Calcium signaling of primary chondrocytes and ATDC5 chondrogenic cells under osmotic stress and mechanical stimulation

Chondrocytes, the sole cell population in articular cartilage, play essential roles in cartilage homeostasis by mediating the biosynthesis, assembly, and organization of the extracellular matrix (ECM) (Griffin and Guilak, 2005). When cartilage is mechanically loaded, chondrocytes are subject to a cascade of physical stimuli, e.g., stress, strain, fluid pressure, osmotic stress, and electric potential. Due to the negatively charged nature of proteoglycans, deformation of the ECM results in an osmotic stress on chondrocytes (Guilak et al., 2014, Mow and Huiskers, 2005). One of the earliest biochemical responses occurring within seconds in chondrocytes upon mechanical or osmotic stimuli is a transient oscillation of intracellular calcium concentration ([Ca2+]i), known as [Ca2+]i responses as revealed by Guilak and colleagues (Chao et al., 2006, Erickson et al., 2003, Guilak et al., 1999, Hung et al., 1997, O'Conor et al., 2014, Pritchard et al., 2008, Zhou et al., 2015). Hydrostatic pressure (Mizuno, 2005), membrane deformation (Donahue et al., 1995), fluid flow-induced shear stress (Yellowley et al., 1997), and electric field (Chao et al., 2000) can all impact [Ca2+]i oscillations in chondrocytes. Although both mechanical loading and osmotic stress are major regulators of chondrocyte activities, few studies have systematically compared their effects on the calcium responses of chondrocytes and chondrogenic cell line.

Increases of cytosol [Ca2+]i usually rely on two sources, extracellular Ca2+ and intracellular calcium stores, such as the endoplasmic reticulum (ER) (Berridge, 2005). Upon physical stimulation, extracellular Ca2+ can flux into cytoplasm through various cation channels or pumps on the plasma membrane, such as ligand-gated ion channels, and mechano- and voltage-sensitive ion channels. For chondrocytes, Guilak and colleagues revealed that TRPV4 and Piezo channels play essential roles in chondrocyte calcium signaling induced by load, stretch, and osmotic stress (Lee et al., 2017, Phan et al., 2009). Ca2+ can also be released from the ER calcium store. Extracellular ATP can trigger the purinergic receptors of the G protein-coupled P2Y receptors that further activate phospholipase C, resulting in the generation of IP3 and intracellular calcium release from IP3-sensitive ER calcium stores (Berridge, 2005). After the elevation of [Ca2+]i levels, this dangerous divalent ion is rapidly retaken into intracellular stores though Ca2+-ATPase, and extruded to the extracellular space through Ca2+ pumps and Na+/Ca2+ exchangers (Clapham, 2007). After the [Ca2+]i recovers to the resting level, a [Ca2+]i peak is completed.
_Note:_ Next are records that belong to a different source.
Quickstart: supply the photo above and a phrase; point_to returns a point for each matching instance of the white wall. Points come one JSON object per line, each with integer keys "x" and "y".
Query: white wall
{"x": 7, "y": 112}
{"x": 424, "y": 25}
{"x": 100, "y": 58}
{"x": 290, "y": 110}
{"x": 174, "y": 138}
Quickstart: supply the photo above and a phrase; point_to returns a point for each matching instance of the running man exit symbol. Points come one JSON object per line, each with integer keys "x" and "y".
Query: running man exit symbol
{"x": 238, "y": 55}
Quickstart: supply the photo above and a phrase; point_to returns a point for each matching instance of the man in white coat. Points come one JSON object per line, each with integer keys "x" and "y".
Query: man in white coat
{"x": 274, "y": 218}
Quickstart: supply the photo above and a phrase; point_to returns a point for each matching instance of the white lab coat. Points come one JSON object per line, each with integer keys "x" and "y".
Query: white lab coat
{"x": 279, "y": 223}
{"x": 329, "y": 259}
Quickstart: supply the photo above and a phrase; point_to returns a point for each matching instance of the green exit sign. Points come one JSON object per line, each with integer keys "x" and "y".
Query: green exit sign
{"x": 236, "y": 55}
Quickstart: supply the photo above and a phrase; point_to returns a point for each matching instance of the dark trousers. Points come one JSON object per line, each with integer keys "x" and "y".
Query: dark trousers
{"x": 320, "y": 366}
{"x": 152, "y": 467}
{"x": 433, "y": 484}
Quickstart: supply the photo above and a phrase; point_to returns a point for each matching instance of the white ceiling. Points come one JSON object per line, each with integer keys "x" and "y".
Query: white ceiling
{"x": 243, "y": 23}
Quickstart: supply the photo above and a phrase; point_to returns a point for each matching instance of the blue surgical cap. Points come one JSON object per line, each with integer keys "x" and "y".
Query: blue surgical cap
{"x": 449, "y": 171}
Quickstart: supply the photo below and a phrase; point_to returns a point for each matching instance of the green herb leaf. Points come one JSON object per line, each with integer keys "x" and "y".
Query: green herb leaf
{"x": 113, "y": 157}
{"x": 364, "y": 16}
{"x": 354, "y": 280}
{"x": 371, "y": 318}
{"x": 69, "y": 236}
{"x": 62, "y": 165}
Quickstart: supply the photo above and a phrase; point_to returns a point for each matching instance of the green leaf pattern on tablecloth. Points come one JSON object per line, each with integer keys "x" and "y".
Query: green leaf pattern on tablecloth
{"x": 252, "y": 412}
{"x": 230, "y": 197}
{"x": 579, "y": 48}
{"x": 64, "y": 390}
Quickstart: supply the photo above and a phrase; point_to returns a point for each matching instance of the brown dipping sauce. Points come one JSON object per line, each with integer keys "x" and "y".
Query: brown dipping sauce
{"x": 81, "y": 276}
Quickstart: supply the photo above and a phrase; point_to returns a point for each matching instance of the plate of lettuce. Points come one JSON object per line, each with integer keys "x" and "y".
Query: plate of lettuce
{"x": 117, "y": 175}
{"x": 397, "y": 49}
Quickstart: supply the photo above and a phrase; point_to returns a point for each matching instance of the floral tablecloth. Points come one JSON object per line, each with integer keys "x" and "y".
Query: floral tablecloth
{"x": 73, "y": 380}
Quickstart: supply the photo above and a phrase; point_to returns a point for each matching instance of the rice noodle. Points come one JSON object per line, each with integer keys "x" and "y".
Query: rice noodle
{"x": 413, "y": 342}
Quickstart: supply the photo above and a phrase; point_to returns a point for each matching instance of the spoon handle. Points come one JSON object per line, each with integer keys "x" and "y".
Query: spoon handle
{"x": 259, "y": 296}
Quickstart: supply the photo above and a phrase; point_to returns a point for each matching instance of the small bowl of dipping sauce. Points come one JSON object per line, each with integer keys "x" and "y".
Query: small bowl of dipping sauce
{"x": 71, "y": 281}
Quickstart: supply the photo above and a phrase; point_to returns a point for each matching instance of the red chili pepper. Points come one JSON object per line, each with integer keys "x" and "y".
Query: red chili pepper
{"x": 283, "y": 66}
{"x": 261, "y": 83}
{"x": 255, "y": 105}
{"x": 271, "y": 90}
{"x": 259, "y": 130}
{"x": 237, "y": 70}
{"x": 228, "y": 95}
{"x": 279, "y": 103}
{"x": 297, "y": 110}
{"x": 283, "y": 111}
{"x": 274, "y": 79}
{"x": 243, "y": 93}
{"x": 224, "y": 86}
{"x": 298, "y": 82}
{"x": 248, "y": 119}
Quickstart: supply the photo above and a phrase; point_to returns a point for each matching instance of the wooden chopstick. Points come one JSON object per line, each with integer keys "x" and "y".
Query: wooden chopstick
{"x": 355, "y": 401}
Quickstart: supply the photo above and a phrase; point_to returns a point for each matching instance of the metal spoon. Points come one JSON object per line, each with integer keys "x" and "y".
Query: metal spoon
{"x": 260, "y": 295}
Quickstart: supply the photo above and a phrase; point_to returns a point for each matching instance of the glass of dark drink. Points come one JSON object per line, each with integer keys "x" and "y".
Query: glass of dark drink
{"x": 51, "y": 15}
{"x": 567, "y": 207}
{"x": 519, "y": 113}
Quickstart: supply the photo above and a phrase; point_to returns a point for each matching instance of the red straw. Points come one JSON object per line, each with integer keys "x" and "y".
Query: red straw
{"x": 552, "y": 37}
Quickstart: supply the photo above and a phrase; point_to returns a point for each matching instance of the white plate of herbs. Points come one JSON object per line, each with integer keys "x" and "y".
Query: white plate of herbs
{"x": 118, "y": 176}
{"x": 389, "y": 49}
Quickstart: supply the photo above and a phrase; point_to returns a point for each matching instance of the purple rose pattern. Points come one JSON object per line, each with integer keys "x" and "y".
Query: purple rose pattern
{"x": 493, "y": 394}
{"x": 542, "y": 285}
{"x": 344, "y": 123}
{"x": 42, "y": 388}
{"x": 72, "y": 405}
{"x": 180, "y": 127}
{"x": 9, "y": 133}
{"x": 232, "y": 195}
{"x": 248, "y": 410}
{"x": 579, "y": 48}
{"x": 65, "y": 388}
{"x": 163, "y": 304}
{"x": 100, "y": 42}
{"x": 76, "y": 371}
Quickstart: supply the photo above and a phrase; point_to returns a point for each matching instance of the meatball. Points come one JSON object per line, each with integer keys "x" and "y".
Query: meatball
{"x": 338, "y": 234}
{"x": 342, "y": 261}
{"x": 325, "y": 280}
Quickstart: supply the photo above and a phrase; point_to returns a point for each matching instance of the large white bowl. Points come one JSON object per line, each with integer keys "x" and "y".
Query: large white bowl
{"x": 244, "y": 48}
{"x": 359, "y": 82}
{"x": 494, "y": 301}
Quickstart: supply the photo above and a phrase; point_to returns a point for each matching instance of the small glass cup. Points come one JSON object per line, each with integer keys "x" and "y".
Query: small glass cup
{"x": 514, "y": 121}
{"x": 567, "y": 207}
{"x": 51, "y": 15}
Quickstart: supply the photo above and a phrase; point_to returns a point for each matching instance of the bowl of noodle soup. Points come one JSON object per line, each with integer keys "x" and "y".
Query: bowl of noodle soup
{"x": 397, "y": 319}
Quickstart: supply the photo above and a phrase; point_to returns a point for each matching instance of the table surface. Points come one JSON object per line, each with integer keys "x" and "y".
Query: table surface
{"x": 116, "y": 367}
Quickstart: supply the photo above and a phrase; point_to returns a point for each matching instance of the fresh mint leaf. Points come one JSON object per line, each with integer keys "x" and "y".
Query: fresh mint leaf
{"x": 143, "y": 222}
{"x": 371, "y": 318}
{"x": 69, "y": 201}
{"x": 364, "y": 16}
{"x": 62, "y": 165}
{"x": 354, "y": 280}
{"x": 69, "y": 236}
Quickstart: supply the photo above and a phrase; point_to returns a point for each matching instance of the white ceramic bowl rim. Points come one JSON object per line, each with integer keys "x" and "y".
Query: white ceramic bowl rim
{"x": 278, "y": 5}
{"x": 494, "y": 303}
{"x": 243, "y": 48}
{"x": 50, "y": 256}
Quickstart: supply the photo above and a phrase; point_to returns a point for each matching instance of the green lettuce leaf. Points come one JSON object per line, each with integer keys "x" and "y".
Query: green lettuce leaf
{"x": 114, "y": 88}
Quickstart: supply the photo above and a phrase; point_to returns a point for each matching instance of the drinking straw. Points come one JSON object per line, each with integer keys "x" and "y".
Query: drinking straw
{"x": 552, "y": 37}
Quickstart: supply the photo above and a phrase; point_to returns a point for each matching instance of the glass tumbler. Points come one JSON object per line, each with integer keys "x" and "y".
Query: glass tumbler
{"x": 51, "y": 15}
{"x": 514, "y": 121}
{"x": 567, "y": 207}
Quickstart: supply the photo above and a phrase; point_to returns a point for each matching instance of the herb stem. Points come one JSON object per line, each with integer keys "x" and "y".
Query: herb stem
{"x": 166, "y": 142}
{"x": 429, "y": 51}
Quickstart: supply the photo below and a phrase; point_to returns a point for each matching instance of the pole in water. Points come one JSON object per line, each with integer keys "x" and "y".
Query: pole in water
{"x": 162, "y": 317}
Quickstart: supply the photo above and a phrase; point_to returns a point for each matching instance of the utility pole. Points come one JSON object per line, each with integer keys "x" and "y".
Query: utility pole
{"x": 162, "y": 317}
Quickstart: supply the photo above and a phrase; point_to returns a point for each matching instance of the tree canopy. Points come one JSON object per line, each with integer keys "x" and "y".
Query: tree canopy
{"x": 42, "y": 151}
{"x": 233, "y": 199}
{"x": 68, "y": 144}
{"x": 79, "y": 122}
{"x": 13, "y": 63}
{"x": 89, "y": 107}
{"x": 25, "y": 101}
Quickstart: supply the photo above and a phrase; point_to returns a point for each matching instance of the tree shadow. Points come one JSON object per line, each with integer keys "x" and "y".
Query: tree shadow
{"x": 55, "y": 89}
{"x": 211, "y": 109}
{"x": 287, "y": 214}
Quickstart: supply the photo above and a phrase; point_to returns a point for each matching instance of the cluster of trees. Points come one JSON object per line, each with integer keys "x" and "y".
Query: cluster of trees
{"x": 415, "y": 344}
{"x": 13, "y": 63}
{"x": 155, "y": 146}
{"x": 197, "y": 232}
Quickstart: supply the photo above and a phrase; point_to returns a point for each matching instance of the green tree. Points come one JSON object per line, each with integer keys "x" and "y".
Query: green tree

Besides primary chondrocytes from animal or human joints, a chondrogenic cell line, ATDC5, is often used in regenerative and mechanobiology research (Atsumi et al., 1990, McDonough and Price, 2022, Yao and Wang, 2013). ATDC5 cells retain the properties of chondroprogenitor cells that are at an early phase of differentiation. After cultured in differentiation media, ATDC5 cells can reproduce multi-steps of chondrocyte differentiation and become chondrocyte-like cells (Weiss et al., 2012). Limited knowledge is available about the calcium signaling of ATDC5 cells and its comparison with primary chondrocytes. The objectives of this study are 1) to compare the [Ca2+]i responses in chondrocytes triggered by mechanical loading and osmotic stress, 2) to compare the [Ca2+]i responses of ATDC5 cells upon mechanical loading and osmotic stress with those in primary chondrocytes, and 3) to investigate the roles of three types of essential pathways in the [Ca2+]i responses of chondrocytes.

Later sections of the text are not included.